So what’s going on here? Well, it turns out none of this workplace bias actually starts at work. It starts way earlier, at home in infancy, and it’s because of this unconscious bias that’s buried so deeply inside of us that we don’t even realize it exists. 

I’m the mother of a daughter and a son. The research tells us that mothers of infants routinely overestimate the crawling ability of their baby sons, but underestimate the crawling ability of their baby daughters. Then, when a kid turn 2 years old, parents who type into Google “Is my child a genius?” they’re more than twice as likely to type that in about a boy two-year-old than a girl. Then, these kids get into school, their teachers are biased. In one experiment, students were given two sets of math tests. One graded anonymously, one graded with names on top. When graded anonymously, the girls outscored the boys. When graded with names on top, the boys suddenly outscored the girls in math. Now, this pattern repeats all the way up until college, where a female college student needs an A average to be seen as the equal of a male college student with a B average.

That means, by the time these now grown kids, now young men and women, enter the workforce, they have already internalized that women are worth less. And when we value women less, we also value their contributions less. So, for example, researchers have found that women are interrupted three times more frequently than men. Northwestern University found that even female Supreme Court Justices are interrupted three times more frequently than male justices. And then when women — when we make up less than a third of a room — our voices are literally not heard. 

When I speak with groups, I very often ask for a show of hands among the women who have experienced the following scenario: You say something in a meeting, and nobody seems to hear it. And then two minutes later some guy repeats exactly what you just said, and everybody turns to him and they’re like “Hey Bob, great idea you had Bob.”

Right — usually 100 percent of hands go up, including mine because what we’re experiencing is a respect gap that researchers have documented between men and women, and I saw this most vividly when I interviewed transgender professionals. These are the only people who have lived on both sides of that divide. One of them was Ben Barres. So, Ben Barres was this neuroscientist at Stanford University. He was born as Barbara Barres and he transitioned in middle age after already establishing a successful scientific career. He told us how after his transition he went to a conference, he delivered a paper, and in the audience, one scientist turned to another scientist and said, “Wow, that Ben Barres, he is so much smarter than his sister Barbara.” 

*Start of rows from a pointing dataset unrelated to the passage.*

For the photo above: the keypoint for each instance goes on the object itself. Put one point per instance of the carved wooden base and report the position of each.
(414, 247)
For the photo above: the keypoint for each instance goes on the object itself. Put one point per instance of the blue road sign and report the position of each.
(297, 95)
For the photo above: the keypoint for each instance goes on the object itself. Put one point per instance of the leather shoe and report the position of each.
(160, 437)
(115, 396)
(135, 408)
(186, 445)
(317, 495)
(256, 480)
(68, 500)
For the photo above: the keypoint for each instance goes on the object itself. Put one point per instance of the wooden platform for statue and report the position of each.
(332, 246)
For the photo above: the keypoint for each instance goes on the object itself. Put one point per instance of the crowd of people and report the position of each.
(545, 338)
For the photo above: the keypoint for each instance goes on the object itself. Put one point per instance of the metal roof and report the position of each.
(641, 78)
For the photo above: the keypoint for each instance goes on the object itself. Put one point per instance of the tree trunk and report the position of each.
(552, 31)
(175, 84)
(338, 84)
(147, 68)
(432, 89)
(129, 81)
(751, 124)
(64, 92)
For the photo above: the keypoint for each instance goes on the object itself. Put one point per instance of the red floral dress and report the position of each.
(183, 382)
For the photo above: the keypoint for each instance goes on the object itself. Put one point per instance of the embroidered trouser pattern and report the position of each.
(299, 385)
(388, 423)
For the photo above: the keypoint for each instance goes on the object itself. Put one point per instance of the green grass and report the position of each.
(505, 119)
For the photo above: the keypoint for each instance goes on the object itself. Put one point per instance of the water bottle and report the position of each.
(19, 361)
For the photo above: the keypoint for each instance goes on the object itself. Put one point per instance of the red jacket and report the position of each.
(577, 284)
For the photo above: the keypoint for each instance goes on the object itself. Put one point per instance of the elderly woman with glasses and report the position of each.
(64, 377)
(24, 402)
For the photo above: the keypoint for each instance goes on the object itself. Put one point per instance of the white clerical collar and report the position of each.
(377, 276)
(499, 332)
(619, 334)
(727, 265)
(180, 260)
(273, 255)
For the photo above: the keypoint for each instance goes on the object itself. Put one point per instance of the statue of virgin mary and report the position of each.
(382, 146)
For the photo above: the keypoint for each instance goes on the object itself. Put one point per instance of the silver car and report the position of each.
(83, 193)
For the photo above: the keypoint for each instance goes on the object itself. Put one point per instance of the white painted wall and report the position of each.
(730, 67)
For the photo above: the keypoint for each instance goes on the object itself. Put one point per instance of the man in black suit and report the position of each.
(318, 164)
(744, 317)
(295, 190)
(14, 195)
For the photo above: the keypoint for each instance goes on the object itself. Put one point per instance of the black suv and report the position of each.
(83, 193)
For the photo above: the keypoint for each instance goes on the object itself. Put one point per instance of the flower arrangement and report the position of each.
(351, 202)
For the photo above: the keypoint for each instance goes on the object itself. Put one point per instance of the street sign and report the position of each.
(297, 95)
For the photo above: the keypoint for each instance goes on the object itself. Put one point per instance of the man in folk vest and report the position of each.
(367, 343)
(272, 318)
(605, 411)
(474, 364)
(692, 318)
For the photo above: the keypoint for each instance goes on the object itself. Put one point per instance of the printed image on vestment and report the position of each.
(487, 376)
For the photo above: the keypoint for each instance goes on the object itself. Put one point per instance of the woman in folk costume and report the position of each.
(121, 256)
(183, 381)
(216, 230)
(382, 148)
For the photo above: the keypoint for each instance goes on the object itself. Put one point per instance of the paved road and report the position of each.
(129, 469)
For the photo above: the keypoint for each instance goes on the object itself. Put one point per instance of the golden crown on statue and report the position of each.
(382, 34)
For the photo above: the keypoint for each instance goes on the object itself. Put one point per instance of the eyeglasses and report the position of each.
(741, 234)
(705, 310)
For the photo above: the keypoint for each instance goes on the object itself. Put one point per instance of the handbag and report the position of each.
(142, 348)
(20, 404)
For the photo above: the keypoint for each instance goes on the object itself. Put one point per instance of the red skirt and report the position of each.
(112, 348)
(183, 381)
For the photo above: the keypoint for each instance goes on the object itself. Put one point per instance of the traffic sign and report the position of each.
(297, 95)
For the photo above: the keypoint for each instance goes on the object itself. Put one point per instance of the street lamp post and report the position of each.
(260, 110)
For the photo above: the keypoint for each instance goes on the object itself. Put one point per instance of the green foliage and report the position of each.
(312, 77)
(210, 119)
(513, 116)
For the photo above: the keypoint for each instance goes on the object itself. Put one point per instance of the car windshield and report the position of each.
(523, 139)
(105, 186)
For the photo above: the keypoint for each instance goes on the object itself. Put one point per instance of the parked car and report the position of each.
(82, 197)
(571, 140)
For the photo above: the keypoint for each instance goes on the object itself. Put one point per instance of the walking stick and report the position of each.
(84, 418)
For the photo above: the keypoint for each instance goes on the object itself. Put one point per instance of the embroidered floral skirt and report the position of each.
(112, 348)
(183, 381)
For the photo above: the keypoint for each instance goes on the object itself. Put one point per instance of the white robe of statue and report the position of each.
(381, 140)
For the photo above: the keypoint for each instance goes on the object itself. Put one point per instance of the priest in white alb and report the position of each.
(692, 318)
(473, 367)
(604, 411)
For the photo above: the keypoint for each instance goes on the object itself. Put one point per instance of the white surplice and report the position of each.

So, it turns out there are a whole bunch of communications disconnects that exacerbate everything we’re talking about. So, for example, women do use more hedging language — the “I hate to bother you but…” or “This might be a stupid question but…” and we use that ‘up speak’. We say it as a question when we really mean a statement, and also women — we apologize all the time, and we are not sorry. We are also highly aware of all of these verbal tics; we try like crazy to curb them. I’ve met women who have sorry jars on their desks — every time they apologize. they have to throw a buck in. I’ve met women who have taken acting classes to appear to be more confident to the men with whom they work, or who have fired vocal coaches to lower the pitch of their voice to sound more like the men they work with. We women, we are leaning in so hard to fit into this world that was created by men for men, that we’re just about fallen over. It is about time that men lean back in toward us.

Now, the challenge there is that even men who want to be part of the solution often aren’t sure quite how, and one obstacle, it turns out, is fear. 74 percent of men in one survey cited fear — they were afraid of other men’s disapproval, afraid of loss of status, and afraid that they would say the wrong thing to us women and we would chop their heads off.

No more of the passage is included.